The legislature acknowledges that offender rehabilitation is a top priority for the Dept of Corrections, and finds that many individuals who have committed low-severity offenses have unmet behavioral health needs, as well as that people who are incarcerated have higher rates of victimization, trauma, and abuse. Furthermore, the legislature recognizes that many offenders are able to fully rehabilitate.

Therefore, SB 5819 intends to create an independent program of review to examine certain offenders’ rehabilitation process and their potential to reenter the community. This act intends to expand the authority and size of the existing “Indeterminate Sentence Review Board” and rename it as the “Post-conviction Review Board,” which will review post-conviction cases for early release.

Sec. 2 of this act establishes a new section to RCW chapter 9.94A that determines that a person may petition the Post-conviction Review Board for early release, provided that he/she:

  • has served at least 15 consecutive years;
  • has not committed a disqualifying serious infraction in the 12 months prior to filing a petition; and
  • consents to a review of all of their medical, mental, and department files.

No later than five  years prior to the date the offender will be eligible to petition for release, the Department must:

  • Notify the offender regarding their eligibility;
  • Conduct an assessment of the offender and identify programming and services that would be helpful to return to the community;
  • If the offender has a prior known or diagnosed decreased cognitive function or developmental disability, the Department must assist the offender with the application process for review.

Section 3 of SB 5819 adds a new section to RCW chapter 9.95 regarding the steps that the board shall take to review the petition, and the denial process, which includes:

  • The ability to deny a petition without a hearing due to the offender’s failure to meet the statutory eligibility for review based on:
    • a risk-related infraction within the past 5 years;
    • a security threat group concern within the past 5 years;
    • a lack of compliance with the Department ’s recommended treatment or programming; or
    • a new conviction after admission to prison.

A decision to grant petition for early release must be made by a majority vote of the board.
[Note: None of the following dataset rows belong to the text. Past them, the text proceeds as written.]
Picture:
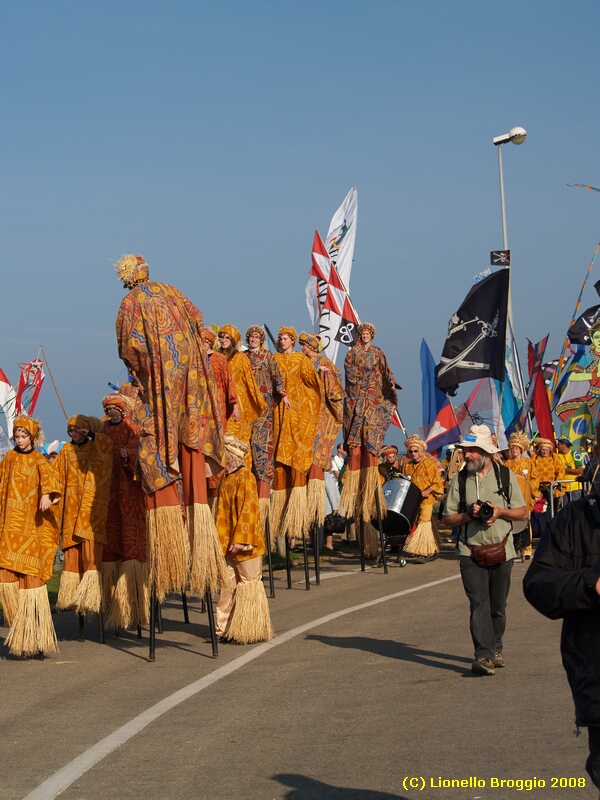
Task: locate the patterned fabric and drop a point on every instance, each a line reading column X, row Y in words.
column 270, row 383
column 225, row 388
column 548, row 469
column 126, row 522
column 28, row 537
column 238, row 518
column 157, row 335
column 371, row 398
column 525, row 467
column 250, row 400
column 84, row 473
column 332, row 411
column 425, row 474
column 294, row 429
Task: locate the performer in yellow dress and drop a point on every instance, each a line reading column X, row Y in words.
column 295, row 427
column 424, row 473
column 28, row 541
column 243, row 610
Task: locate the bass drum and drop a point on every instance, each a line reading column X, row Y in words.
column 403, row 499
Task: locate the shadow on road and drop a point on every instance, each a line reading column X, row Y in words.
column 303, row 788
column 400, row 650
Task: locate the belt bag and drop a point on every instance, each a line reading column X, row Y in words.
column 486, row 555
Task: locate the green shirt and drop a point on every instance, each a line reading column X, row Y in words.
column 478, row 532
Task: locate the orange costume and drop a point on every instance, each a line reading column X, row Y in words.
column 294, row 431
column 250, row 400
column 124, row 567
column 158, row 338
column 28, row 543
column 85, row 472
column 331, row 415
column 243, row 611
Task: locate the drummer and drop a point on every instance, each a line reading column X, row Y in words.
column 423, row 542
column 524, row 469
column 389, row 461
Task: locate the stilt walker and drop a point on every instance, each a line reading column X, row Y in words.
column 28, row 541
column 84, row 467
column 295, row 428
column 243, row 610
column 180, row 435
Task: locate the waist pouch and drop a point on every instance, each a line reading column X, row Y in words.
column 486, row 555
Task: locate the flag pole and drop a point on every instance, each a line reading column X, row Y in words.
column 53, row 383
column 566, row 343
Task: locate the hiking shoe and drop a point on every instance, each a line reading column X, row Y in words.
column 483, row 666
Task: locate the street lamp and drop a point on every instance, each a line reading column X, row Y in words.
column 516, row 136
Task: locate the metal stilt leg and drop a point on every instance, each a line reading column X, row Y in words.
column 269, row 557
column 211, row 625
column 381, row 536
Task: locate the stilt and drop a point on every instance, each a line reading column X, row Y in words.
column 288, row 562
column 211, row 625
column 306, row 572
column 269, row 556
column 361, row 535
column 152, row 648
column 381, row 536
column 317, row 543
column 186, row 616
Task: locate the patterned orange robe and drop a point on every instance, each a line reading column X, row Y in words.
column 85, row 473
column 250, row 400
column 126, row 522
column 158, row 340
column 28, row 537
column 295, row 429
column 332, row 412
column 238, row 519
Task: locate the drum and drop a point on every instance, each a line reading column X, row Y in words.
column 403, row 499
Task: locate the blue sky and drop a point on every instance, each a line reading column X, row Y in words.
column 214, row 137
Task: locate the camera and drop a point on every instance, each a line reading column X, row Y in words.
column 486, row 510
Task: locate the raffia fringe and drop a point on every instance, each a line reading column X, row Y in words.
column 349, row 495
column 88, row 596
column 131, row 599
column 250, row 620
column 32, row 630
column 277, row 507
column 209, row 570
column 421, row 542
column 69, row 581
column 109, row 571
column 315, row 503
column 9, row 597
column 294, row 524
column 369, row 484
column 168, row 550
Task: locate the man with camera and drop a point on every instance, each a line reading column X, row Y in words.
column 484, row 499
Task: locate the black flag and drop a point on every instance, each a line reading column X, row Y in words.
column 579, row 332
column 476, row 343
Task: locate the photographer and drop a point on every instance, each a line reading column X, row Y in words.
column 484, row 499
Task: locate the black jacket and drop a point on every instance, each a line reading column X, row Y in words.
column 561, row 583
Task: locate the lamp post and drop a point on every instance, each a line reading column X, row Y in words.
column 516, row 136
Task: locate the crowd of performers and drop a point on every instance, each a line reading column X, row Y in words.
column 548, row 475
column 170, row 491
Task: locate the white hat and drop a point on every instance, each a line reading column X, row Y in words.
column 479, row 436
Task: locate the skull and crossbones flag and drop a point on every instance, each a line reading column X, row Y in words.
column 476, row 343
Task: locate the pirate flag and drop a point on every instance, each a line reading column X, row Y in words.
column 476, row 343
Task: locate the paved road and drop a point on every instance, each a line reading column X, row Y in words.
column 365, row 694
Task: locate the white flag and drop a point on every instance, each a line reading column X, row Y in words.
column 340, row 246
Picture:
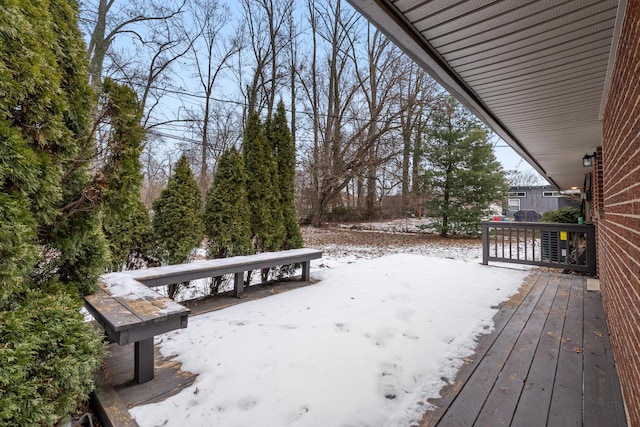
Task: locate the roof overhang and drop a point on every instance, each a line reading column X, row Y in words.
column 535, row 72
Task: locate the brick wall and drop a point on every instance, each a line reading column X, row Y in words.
column 619, row 223
column 597, row 198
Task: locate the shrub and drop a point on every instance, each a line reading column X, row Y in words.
column 47, row 359
column 567, row 215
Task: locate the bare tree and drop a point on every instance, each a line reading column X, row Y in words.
column 354, row 114
column 212, row 49
column 106, row 20
column 418, row 94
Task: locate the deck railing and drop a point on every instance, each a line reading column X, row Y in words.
column 571, row 247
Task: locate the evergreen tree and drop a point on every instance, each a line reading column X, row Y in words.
column 126, row 222
column 226, row 214
column 260, row 166
column 51, row 244
column 284, row 150
column 463, row 176
column 177, row 216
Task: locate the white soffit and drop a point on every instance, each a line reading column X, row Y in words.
column 534, row 70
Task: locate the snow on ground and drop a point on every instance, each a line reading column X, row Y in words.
column 365, row 346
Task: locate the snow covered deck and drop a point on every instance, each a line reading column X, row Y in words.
column 547, row 363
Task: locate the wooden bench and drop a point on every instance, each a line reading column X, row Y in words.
column 237, row 265
column 130, row 312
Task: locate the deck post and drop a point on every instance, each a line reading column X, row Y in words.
column 591, row 251
column 143, row 361
column 306, row 266
column 485, row 243
column 238, row 284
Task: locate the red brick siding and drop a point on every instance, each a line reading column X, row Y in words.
column 619, row 219
column 597, row 198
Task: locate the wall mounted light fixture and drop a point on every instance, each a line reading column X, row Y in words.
column 587, row 160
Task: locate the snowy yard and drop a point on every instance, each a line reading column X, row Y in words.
column 367, row 345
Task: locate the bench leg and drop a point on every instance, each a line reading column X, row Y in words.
column 238, row 284
column 306, row 267
column 143, row 368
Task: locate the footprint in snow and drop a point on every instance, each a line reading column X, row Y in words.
column 389, row 380
column 296, row 416
column 247, row 403
column 342, row 327
column 238, row 322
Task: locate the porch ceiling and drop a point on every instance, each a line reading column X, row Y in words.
column 534, row 71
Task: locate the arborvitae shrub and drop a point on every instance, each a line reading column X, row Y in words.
column 568, row 215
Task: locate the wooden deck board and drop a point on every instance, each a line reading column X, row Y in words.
column 566, row 398
column 469, row 402
column 500, row 406
column 501, row 318
column 548, row 363
column 600, row 389
column 536, row 390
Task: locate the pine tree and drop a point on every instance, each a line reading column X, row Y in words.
column 463, row 176
column 283, row 148
column 260, row 167
column 177, row 216
column 51, row 244
column 226, row 214
column 126, row 222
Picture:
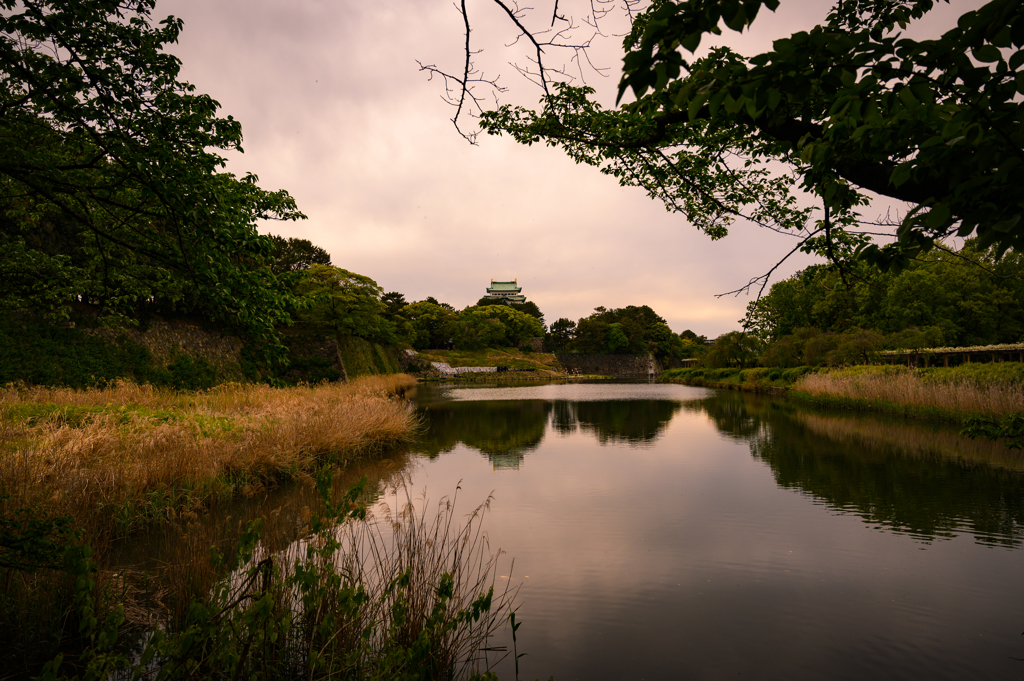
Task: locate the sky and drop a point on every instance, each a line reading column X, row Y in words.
column 335, row 110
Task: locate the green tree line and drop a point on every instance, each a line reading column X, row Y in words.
column 630, row 330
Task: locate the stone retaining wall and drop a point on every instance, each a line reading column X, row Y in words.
column 167, row 340
column 619, row 366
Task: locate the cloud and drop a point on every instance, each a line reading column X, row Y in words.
column 335, row 110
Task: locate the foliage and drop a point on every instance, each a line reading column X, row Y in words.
column 852, row 107
column 561, row 334
column 631, row 330
column 733, row 348
column 430, row 325
column 111, row 181
column 1010, row 429
column 292, row 254
column 349, row 302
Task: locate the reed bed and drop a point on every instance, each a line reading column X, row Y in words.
column 955, row 395
column 411, row 594
column 122, row 456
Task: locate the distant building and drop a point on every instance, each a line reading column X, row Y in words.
column 510, row 292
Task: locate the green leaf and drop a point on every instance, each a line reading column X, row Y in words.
column 987, row 53
column 900, row 174
column 906, row 96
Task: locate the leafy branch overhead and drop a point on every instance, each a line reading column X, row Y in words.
column 112, row 188
column 847, row 111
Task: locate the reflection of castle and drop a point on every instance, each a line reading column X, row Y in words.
column 506, row 461
column 510, row 292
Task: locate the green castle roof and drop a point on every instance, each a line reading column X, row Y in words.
column 503, row 287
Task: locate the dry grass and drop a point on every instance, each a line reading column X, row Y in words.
column 130, row 453
column 898, row 385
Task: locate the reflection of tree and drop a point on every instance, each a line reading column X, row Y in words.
column 738, row 415
column 503, row 430
column 615, row 421
column 882, row 481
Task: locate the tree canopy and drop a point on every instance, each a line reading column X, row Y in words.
column 848, row 110
column 348, row 302
column 112, row 182
column 295, row 254
column 955, row 298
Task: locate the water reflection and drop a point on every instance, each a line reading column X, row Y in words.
column 906, row 477
column 503, row 431
column 506, row 430
column 664, row 531
column 631, row 422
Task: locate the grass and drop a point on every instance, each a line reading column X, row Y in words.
column 79, row 469
column 990, row 391
column 545, row 364
column 408, row 594
column 122, row 456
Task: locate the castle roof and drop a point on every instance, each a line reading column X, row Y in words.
column 504, row 286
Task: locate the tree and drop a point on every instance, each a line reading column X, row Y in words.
column 103, row 149
column 495, row 326
column 394, row 301
column 561, row 335
column 434, row 301
column 432, row 326
column 349, row 302
column 295, row 254
column 852, row 108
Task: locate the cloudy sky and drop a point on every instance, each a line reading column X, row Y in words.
column 335, row 111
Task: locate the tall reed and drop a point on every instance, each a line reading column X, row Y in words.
column 119, row 457
column 905, row 387
column 409, row 595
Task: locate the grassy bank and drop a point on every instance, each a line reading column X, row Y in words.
column 540, row 364
column 958, row 393
column 408, row 595
column 121, row 457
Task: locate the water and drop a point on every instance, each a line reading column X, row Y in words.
column 667, row 531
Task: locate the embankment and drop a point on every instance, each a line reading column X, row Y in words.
column 178, row 353
column 977, row 390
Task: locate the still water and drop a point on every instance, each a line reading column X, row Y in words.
column 667, row 531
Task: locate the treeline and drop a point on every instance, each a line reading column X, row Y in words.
column 631, row 330
column 824, row 315
column 354, row 305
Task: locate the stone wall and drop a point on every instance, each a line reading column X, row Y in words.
column 168, row 340
column 617, row 366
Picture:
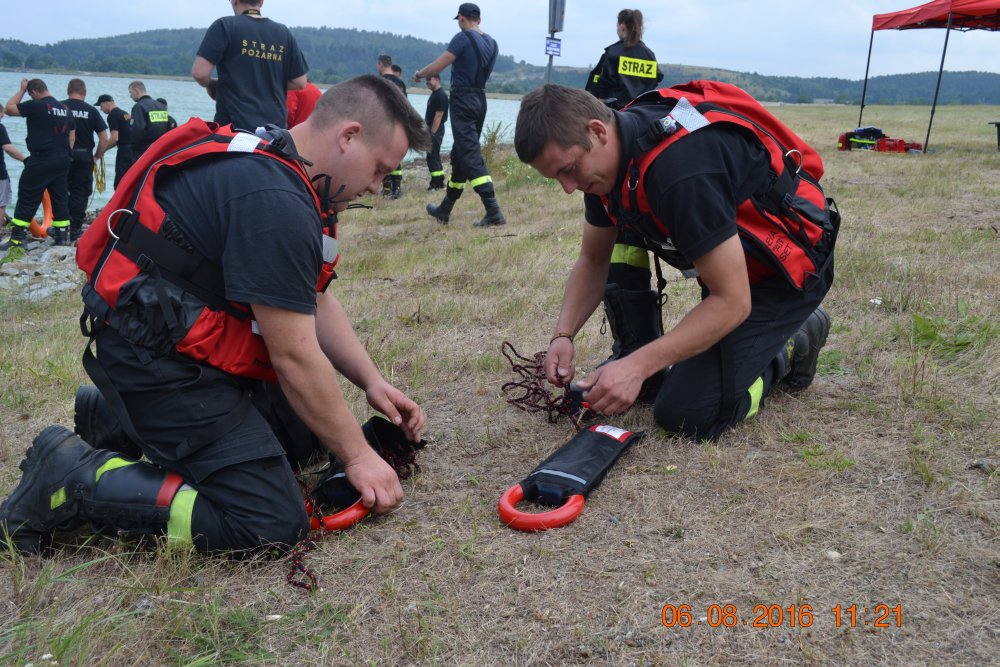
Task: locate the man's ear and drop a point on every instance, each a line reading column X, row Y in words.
column 600, row 130
column 348, row 132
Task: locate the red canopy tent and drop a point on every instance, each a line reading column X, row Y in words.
column 960, row 15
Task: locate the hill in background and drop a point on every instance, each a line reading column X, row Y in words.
column 335, row 54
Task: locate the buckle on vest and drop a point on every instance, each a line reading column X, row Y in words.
column 664, row 127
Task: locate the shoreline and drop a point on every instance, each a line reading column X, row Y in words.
column 169, row 77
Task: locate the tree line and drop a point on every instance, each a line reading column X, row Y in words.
column 336, row 54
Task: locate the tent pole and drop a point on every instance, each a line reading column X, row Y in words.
column 864, row 90
column 937, row 88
The board must also consider public safety as the highest priority when making decisions regarding early release. Furthermore, the board shall seek input from the victim of the crime, if they so choose to be involved in the process.

If a petition is denied, the board shall provide the offender with a written report that specifies the reasons for denial and recommendations for a future petition. If the petition is approved, the board is able to set conditions for release, which may include:

  • partial confinement for up to 6 months;
  • regular drug/alcohol testing;
  • no violations of law;
  • restrictions on travel;
  • no contact with certain individuals or classes;
  • restrictions on type of employment; and
  • any other restrictions found to be reasonable.

Additionally, an offender may be returned to the institution at the board’s discretion if the offender is found to have violated any of these conditions.

Section 4 of this bill establishes the requirement for the Post-conviction Review Board to evaluate outcomes and develop recommendations for changes to the eligibility requirements, and must submit a report by July 1st, 2022.

It is important to note that section 14 of this bill reenacts and amends RCW 9.95.003 to establish the removal of the “Indeterminate Sentence Review Board,” and renames it to “Post-conviction Review Board,” as an entity that operates within the governor’s office. Many RCWs are thus amended and reenacted within this bill to reflect this new language.

This section also emphasizes the need for the consideration of racial inequities in the criminal justice system, and thus sets requirements for membership that embody underrepresented communities.

Finally, Sections 79 & 80 establish that this act applies retroactively to persons incarcerated, and does not create any right or entitlement to early release from incarceration, but does create a right to petition the Post-conviction Review Board.